I am not able to understand how maximum likelihood estimation works here ? as taken example here o1 & o2 are two line o1 is giving maximum likelihood . but that part is unclear . Can you please elaborate in more precise way ??

https://imgur.com/a/R2lCIyR (Please look into this)

For question 1, talking about O2, there are 3 misclassified points, so if we calculate p = g(z) ( = sigmoid(theta^T * x + b)), that theta^t * x + b will come little positive for them, which means p = g(z) will come little greater than 0.5 lets say it comes out to be 0.6 for each of them. Now for calculating likelihood of each point we will use formula p^(y_actual) * (1-p) ^(1-y_actual) since here y_actual =0 for all three points, so likelihood of each point will come to be (1-0.6) = 0.4.
Now when we calculate maximum likelihood we had total answer as = 0.4 * 0.4 * 0.4 * (likelihood of all rest points)
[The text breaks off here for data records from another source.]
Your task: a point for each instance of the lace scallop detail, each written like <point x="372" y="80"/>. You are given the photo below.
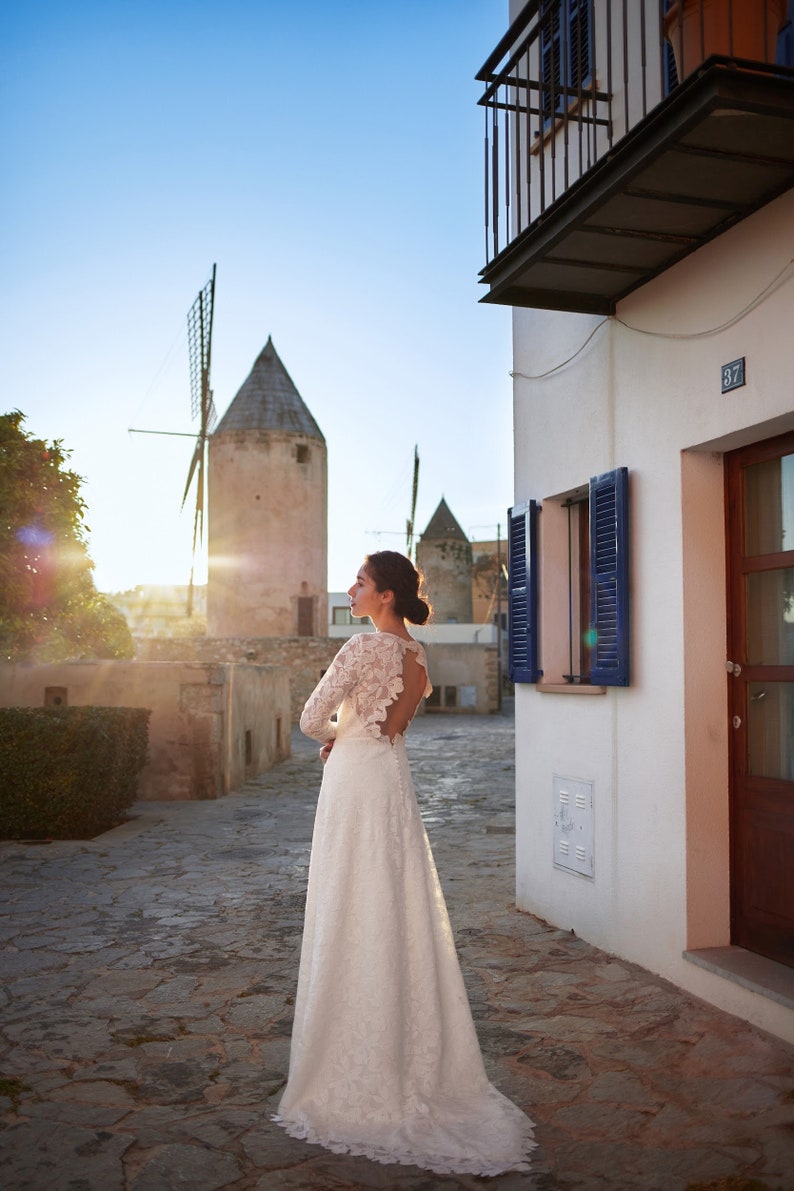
<point x="381" y="681"/>
<point x="368" y="668"/>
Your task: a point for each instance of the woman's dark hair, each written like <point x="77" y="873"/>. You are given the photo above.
<point x="392" y="572"/>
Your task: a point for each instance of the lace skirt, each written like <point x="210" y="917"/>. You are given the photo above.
<point x="385" y="1059"/>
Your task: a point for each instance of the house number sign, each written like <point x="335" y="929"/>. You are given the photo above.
<point x="733" y="375"/>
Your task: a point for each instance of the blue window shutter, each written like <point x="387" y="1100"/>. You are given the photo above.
<point x="523" y="592"/>
<point x="610" y="578"/>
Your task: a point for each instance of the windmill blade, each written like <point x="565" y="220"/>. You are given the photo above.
<point x="199" y="323"/>
<point x="197" y="461"/>
<point x="411" y="519"/>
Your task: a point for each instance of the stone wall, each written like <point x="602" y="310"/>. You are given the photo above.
<point x="211" y="727"/>
<point x="305" y="659"/>
<point x="464" y="679"/>
<point x="468" y="673"/>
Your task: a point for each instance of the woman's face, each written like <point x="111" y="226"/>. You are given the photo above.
<point x="364" y="597"/>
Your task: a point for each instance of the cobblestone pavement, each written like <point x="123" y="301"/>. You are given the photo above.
<point x="148" y="980"/>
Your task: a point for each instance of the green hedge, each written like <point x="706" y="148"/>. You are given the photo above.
<point x="68" y="773"/>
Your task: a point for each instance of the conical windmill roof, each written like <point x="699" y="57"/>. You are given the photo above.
<point x="443" y="525"/>
<point x="269" y="400"/>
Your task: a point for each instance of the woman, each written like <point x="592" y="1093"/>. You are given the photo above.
<point x="385" y="1059"/>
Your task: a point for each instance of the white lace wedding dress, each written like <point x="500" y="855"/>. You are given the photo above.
<point x="385" y="1059"/>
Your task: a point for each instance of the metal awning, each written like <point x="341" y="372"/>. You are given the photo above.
<point x="719" y="148"/>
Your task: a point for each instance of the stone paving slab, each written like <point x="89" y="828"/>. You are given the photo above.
<point x="149" y="976"/>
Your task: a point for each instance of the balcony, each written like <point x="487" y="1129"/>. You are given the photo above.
<point x="620" y="137"/>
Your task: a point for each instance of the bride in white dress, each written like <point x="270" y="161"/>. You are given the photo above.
<point x="385" y="1059"/>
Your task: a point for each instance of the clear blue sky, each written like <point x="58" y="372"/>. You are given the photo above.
<point x="327" y="155"/>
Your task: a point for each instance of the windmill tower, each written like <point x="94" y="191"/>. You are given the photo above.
<point x="268" y="512"/>
<point x="444" y="557"/>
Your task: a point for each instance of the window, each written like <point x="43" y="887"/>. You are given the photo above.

Now talking about O1, if we calculate likelihood of those three previously misclassified points than, now all of them are correctly classified and hence theta^t * x + b will come little negative which means p = g(z) will come little less than 0.5 lets say it comes out to be 0.4 for each of them. Now again for calculating likelihood of each point we will use formula p^(y_actual) * (1-p) ^(1-y_actual) since here y_actual =0 for all three points, so likelihood of each point will come to be (1-0.4) = 0.6 .
Now when we calculate maximum likelihood we had total answer as = 0.6 * 0.6 * 0.6 * (likelihood of all rest points)

Clearly O1 has higher likelihood than O2.

For question 2 we are trying to do both simultaneously .

Hope this cleared your doubt :blush: